The Favourite’s period details are facetious. A ballroom scene of a remorseless Sarah, Vogue-dancing at a court ball, encourages both hipness and derision. Lanthimos and his screenwriters Deborah Davis and Tony McNamara enjoy depicting British history with contumely. Their Kubrickian coldness comes from haughtiness and contempt: Abigail is introduced in a scene of public lewdness then trips out of a carriage into manure; Anne’s midlife caricature features her bizarre mothering of pet rabbits; Sarah gets tricked into an abduction that leaves her hideously scarred yet still vengeful.

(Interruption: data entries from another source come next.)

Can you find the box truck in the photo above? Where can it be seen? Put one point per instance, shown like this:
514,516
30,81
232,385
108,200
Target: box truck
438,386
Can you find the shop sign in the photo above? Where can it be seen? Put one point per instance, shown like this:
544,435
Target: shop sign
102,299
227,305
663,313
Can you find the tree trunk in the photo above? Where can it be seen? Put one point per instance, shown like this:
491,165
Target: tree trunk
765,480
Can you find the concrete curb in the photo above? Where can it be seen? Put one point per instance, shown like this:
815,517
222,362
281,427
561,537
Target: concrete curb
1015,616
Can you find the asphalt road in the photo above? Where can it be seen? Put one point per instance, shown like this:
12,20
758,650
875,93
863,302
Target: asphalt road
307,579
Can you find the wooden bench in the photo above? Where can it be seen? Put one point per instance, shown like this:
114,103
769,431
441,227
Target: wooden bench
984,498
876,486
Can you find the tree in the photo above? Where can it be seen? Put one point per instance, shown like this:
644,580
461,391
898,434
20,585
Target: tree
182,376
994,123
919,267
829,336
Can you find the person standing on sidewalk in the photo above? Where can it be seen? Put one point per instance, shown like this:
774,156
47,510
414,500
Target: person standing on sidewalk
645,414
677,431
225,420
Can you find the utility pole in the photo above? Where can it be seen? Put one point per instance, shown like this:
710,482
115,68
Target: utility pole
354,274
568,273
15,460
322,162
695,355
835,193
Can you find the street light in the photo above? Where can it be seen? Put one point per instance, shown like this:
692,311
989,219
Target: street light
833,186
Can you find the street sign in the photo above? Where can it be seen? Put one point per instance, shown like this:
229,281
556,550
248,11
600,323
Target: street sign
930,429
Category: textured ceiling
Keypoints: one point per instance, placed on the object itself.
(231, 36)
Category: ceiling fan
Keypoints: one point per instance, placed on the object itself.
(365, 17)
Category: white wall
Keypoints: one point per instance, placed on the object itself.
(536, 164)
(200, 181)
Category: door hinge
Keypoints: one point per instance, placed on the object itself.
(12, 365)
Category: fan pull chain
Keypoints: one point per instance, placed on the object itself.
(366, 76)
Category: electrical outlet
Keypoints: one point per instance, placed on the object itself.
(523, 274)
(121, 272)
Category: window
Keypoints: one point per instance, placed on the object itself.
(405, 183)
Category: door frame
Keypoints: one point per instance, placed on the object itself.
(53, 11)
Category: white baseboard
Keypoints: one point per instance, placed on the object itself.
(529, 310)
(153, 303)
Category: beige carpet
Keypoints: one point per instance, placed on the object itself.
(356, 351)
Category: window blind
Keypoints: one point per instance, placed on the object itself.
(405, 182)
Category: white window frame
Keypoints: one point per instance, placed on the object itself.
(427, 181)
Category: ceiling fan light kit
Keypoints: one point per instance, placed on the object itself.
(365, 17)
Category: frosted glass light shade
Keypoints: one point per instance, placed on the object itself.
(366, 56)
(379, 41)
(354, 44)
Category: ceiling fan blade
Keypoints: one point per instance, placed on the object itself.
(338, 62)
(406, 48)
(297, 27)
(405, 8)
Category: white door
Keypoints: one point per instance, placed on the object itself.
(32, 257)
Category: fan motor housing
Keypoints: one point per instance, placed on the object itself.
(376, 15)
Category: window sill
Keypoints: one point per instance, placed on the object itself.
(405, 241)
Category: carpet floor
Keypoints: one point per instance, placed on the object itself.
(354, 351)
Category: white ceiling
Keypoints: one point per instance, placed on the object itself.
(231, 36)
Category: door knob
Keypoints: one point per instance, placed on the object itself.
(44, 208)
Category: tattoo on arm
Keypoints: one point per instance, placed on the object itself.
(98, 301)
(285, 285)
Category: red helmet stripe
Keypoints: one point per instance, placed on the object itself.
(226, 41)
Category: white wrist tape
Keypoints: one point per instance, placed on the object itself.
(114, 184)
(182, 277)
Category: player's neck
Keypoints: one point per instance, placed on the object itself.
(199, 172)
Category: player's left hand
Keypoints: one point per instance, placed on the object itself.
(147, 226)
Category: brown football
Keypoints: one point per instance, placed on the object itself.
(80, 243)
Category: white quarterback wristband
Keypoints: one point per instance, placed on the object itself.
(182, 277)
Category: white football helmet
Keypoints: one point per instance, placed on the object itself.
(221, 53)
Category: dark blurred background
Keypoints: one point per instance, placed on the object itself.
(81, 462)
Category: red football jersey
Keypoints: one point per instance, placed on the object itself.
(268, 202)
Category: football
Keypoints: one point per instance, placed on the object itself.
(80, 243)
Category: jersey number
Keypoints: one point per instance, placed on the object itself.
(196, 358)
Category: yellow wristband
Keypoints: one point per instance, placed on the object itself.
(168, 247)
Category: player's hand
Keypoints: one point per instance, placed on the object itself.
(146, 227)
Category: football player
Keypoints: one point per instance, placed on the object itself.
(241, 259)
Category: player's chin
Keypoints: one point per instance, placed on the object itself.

This sick parody of political ambition suggests a Vice Media version of a corrupted Merchant Ivory film — Anglophilia that is fascinated by the worst of British eccentricity. A reference to Jonathan Swift’s newspaper is rather inapposite for this kind of vulgar, inhumane satire; it’s conceived to lower political awareness and merely laugh at debauchery. The actresses’ show-off performances range from skilled to hostile to bratty, although Colman imitates a stroke victim’s pathos and bawdiness convincingly. Judi Dench might approve.

The Favourite is the opposite of a zany romp; it’s berserk Restoration farce (if anyone remembers what that is), and yet we’re meant to enjoy all the repellent skullduggery. Does gloating over comic sickness and melodramatic evil heal our current political and moral crises? Or is Lanthimos just an art-movie perv?